ZAGREB: Croatians went to the polls on Sunday for a government to navigate the economic fallout of the coronavirus pandemic, in a tight race pitting ruling conservatives against leftist rivals and a new nationalist party on the rise.
The pandemic has put Croatia’s tourism-dependent economy on course for a contraction of nearly 10 percent -- its steepest decline in decades -- even as the country’s own health situation has remained stable.
The ruling conservative HDZ party, which has led the Adriatic country for most of its independence, has been touting its relative success in containing the country’s virus outbreak thus far, with an official tally of roughly 110 deaths and 3,000 infections. But a fresh rise of cases in recent weeks, with dozens recorded daily, has renewed fears over the health situation and given the opposition fresh ammunition.

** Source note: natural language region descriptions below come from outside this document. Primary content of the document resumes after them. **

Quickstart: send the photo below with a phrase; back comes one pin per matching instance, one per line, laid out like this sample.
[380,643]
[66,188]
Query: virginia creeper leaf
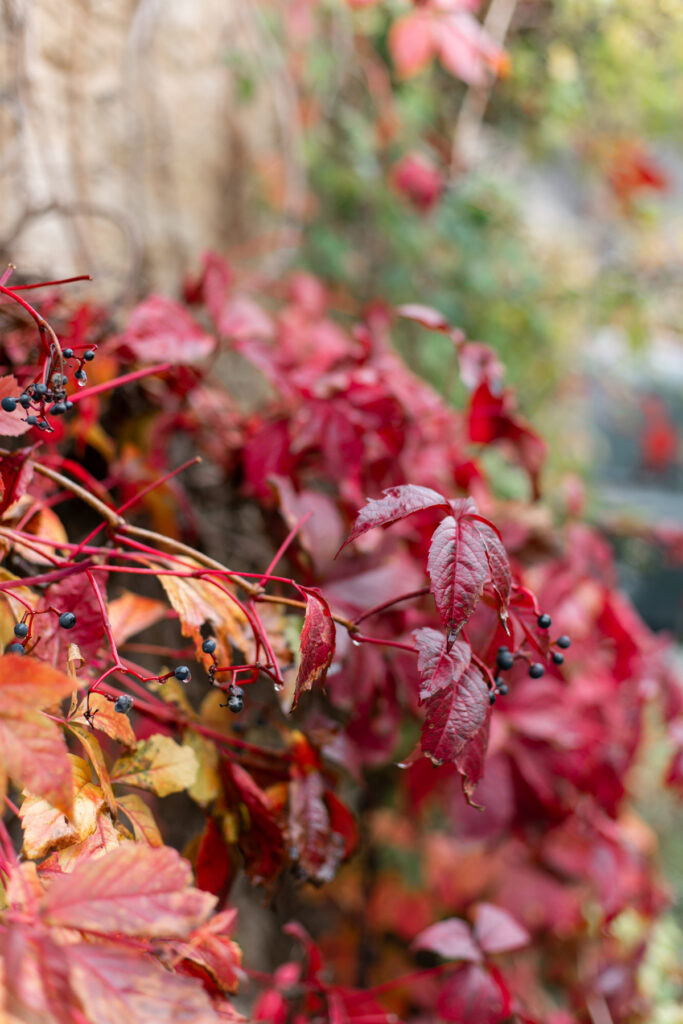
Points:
[458,569]
[317,644]
[158,764]
[135,890]
[438,666]
[451,939]
[395,503]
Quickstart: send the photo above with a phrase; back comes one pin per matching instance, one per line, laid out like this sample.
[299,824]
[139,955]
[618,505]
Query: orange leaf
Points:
[32,748]
[158,764]
[134,890]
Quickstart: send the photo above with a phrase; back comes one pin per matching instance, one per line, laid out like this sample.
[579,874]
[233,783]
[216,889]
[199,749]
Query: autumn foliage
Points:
[418,697]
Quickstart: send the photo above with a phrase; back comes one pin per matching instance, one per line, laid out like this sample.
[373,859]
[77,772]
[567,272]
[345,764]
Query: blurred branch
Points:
[468,124]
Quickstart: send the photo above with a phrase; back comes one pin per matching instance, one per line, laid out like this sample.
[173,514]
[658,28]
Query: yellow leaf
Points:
[158,764]
[207,784]
[47,827]
[141,818]
[94,752]
[200,601]
[105,719]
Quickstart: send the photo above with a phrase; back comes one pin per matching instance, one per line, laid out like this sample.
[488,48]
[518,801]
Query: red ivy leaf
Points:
[451,939]
[458,567]
[497,931]
[134,890]
[317,644]
[455,716]
[15,475]
[438,667]
[473,996]
[395,503]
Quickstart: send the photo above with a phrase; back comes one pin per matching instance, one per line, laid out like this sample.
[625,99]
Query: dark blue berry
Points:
[504,659]
[235,704]
[123,704]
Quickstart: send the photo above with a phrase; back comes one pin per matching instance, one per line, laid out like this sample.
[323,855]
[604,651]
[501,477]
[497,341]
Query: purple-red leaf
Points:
[317,644]
[451,939]
[439,667]
[134,890]
[458,569]
[497,931]
[395,503]
[455,716]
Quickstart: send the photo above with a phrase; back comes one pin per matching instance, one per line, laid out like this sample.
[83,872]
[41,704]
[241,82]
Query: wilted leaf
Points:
[438,666]
[395,503]
[32,748]
[115,985]
[497,931]
[47,827]
[135,890]
[207,784]
[451,939]
[141,818]
[158,764]
[317,644]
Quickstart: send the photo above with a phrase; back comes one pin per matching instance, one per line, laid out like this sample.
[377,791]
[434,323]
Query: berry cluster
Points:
[49,394]
[23,633]
[505,659]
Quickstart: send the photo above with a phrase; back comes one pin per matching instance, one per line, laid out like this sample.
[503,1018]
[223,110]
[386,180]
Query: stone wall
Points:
[123,151]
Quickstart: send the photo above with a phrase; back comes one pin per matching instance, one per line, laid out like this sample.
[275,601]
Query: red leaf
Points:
[472,996]
[437,666]
[497,931]
[135,890]
[15,475]
[213,860]
[11,424]
[458,568]
[451,939]
[317,644]
[455,716]
[161,330]
[32,748]
[115,985]
[411,43]
[318,850]
[395,503]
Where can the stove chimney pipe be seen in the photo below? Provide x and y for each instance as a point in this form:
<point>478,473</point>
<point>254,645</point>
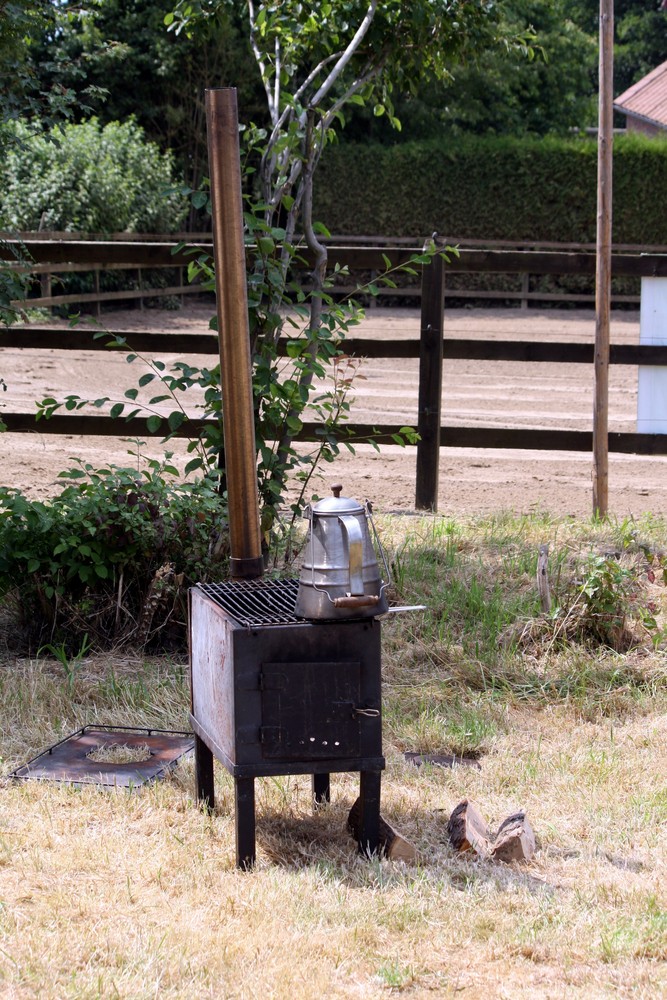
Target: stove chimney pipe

"Whoever wins will face major economic problems to deal with in autumn. It won’t be easy," said Igor Ivic, a 49-year-old economist among the first crowd of voters to cast ballots in Zagreb.
Polls put Croatia’s two main camps -- Prime Minister Andrej Plenkovic’s HDZ and the left-leaning ‘Restart’ coalition led by the Social Democrats (SDP) -- in a close contest. With neither expected to carve out an absolute majority in the 151-member house, tricky coalition talks are expected to follow the vote. That leaves the new populist ‘Homeland Movement’ of folk singer-turned-politician Miroslav Skoro, polling in third, a potential kingmaker.